Anheuser-Busch InBev said it plans to cut hundreds of jobs at its U.S. offices. Sales of the company’s flagship brand Bud Light have dwindled after a consumer boycott.
AB InBev (ticker: BUD) will
cut less than 2% of its roughly 18,000 U.S. workforce. The company said the cuts wouldn’t affect its front-line employees, which include brewery and warehouse staff, drivers, and field sales, among others. AB InBev didn’t give a reason for the job cuts.
“While we never take these decisions lightly, we want to ensure that our organization continues to be set for future long-term success,” Brendan Whitworth, CEO of the company’s North American business, said.
The beer maker’s Bud Light brand has been the subject of controversy. Sales of Bud Light—the best-selling beer brand in the U.S. up until recently—have been declining since the spring when the brand worked with transgender social-media personality Dylan Mulvaney on a marketing campaign.
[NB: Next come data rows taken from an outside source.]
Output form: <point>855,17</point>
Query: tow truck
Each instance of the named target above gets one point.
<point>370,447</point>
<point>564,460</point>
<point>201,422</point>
The promotion and subsequent actions sparked waves of criticism, most recently from Florida Gov. Ron DeSantis, and boycotts.
The backlash has shown up in AB InBev’s American depositary receipts, too. Shares have fallen 11% over the past three months, though are off their lows for the year. Some Wall Street analysts have suggested the company’s stock drop has been overdone compared with its global and long-term prospects.
Shares today edged slightly higher Thursday amid a broader market rally.